On May 7, 2023, Kimberly Kotar completed a half-marathon. That’s impressive in its own right—only more so when you learn that, due to her transverse myelitis, Kotar was once unable to walk. She regained the ability after intensive physical therapy. Now, the founder of the Canadian Transverse Myelitis Association does all that she can to raise awareness—and support others within her community.
In reporting from Montreal CTV News, Kotar finished this half-marathon alongside a very special partner: 7-year-old Mila Goolab, who also has transverse myelitis. Mila was diagnosed at just 17 months old and struggles with mobility; Kotar pushed her across the finish line in a wheelchair. However, both physical and occupational therapy have benefited Mila and helped her to build strength. The girl has been working up to a point where she might be able to walk.
Unfortunately, the local health authority told the Goolab family that Mila was most likely unable to improve; as a result, they would not cover 50% of the therapy hours that Mila has been partaking in. The family is now left to cover $120/hr for her therapy. Through the half-marathon, Kotar hoped to fundraise thousands of dollars to assist the Goolab family.
What is Transverse Myelitis (TM)?
If you break down the name of this neurological disorder, you can better understand it. Transverse means to extend across something; myelitis refers to white and gray matter infection/inflammation within the spinal cord. So transverse myelitis is a condition in which the spinal cord becomes inflamed, causing dysfunction and sensory issues throughout the body. People between 10-19 and 30-39 are most likely to develop transverse myelitis.

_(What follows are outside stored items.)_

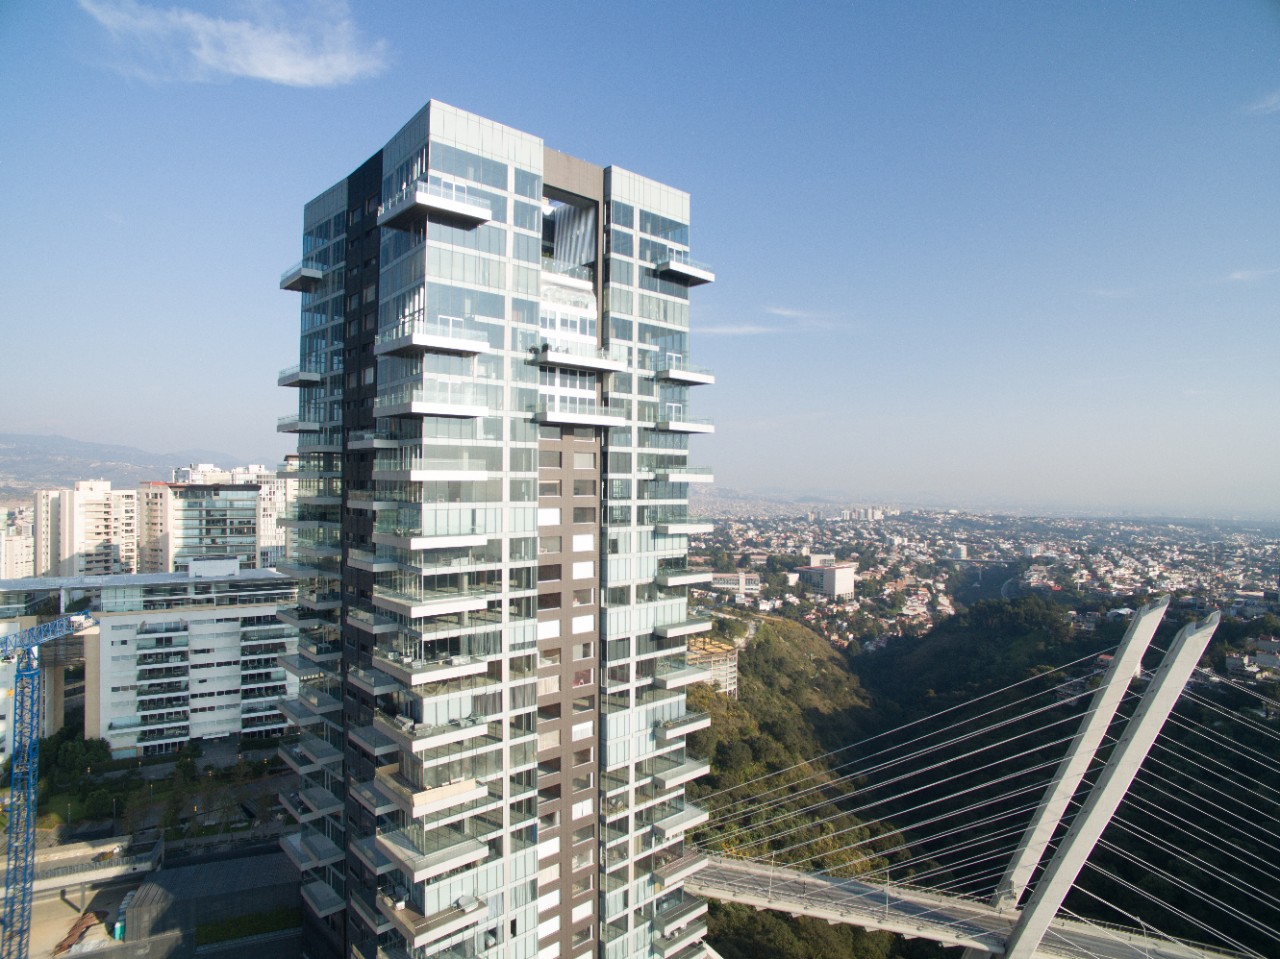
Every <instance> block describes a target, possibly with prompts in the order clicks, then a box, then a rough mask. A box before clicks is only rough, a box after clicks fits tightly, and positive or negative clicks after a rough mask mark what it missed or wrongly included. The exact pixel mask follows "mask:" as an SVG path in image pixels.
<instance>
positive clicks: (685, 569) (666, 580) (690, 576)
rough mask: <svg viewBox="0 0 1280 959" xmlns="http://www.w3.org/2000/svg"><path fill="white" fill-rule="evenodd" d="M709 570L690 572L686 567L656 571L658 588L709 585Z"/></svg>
mask: <svg viewBox="0 0 1280 959" xmlns="http://www.w3.org/2000/svg"><path fill="white" fill-rule="evenodd" d="M710 581H712V571H710V570H691V568H689V567H687V566H682V567H677V568H669V570H658V585H659V586H691V585H695V584H698V583H710Z"/></svg>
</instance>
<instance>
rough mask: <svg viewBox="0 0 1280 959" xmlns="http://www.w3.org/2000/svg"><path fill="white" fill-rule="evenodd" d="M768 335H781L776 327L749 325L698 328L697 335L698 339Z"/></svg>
mask: <svg viewBox="0 0 1280 959" xmlns="http://www.w3.org/2000/svg"><path fill="white" fill-rule="evenodd" d="M769 333H782V330H781V329H778V328H777V326H756V325H751V324H741V325H737V326H733V325H728V326H699V328H698V335H700V337H760V335H767V334H769Z"/></svg>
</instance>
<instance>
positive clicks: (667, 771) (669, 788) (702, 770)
mask: <svg viewBox="0 0 1280 959" xmlns="http://www.w3.org/2000/svg"><path fill="white" fill-rule="evenodd" d="M710 771H712V767H710V763H708V762H707V761H705V759H686V761H685V762H682V763H676V764H675V766H671V767H668V768H667V770H663V771H662V772H655V773H654V776H653V778H654V782H657V784H658V786H659V787H660V789H675V787H676V786H682V785H684V784H686V782H691V781H692V780H696V778H698V777H699V776H705V775H707V773H709V772H710Z"/></svg>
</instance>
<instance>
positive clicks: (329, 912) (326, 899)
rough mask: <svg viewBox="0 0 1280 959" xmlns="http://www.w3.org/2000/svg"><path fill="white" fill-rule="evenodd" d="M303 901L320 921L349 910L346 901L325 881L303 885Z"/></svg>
mask: <svg viewBox="0 0 1280 959" xmlns="http://www.w3.org/2000/svg"><path fill="white" fill-rule="evenodd" d="M302 899H303V900H305V901H306V904H307V908H308V909H310V910H311V912H312V913H315V915H316V918H319V919H324V918H325V917H329V915H334V914H335V913H340V912H342V910H343V909H346V908H347V903H346V900H343V898H342V896H339V895H338V894H337V892H334V891H333V886H330V885H329V883H328V882H325V881H324V880H312V881H311V882H307V883H303V886H302Z"/></svg>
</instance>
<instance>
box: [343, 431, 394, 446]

There are a number of conditions that could play a role in spinal cord damage and transverse myelitis, such as multiple sclerosis, viral infections, vascular disorders, parasites, bacterial infections, and fungal infections. For a more comprehensive list of causes, check out NINDS.
Symptoms relating to this condition may include:
- Sensations of numbness, tingling, burning, or coldness
- Sensitivity to extreme temperatures or clothing
- Lower back pain that may radiate to the legs, arms, chest, or abdomen
- Fast-progressing weakness in the legs and arms
- Partial or complete paralysis of the legs
- Foot drop
- Bladder or bowel dysfunction (changes in urinary urgency/frequency, incontinence, constipation)
If you have transverse myelitis, there are multiple approaches to treatment that your doctor might take. You may use intravenous steroids, antiviral or pain medication, plasma exchange therapy, or medication to prevent attacks or complications. Speak with your doctor to determine your best course of treatment.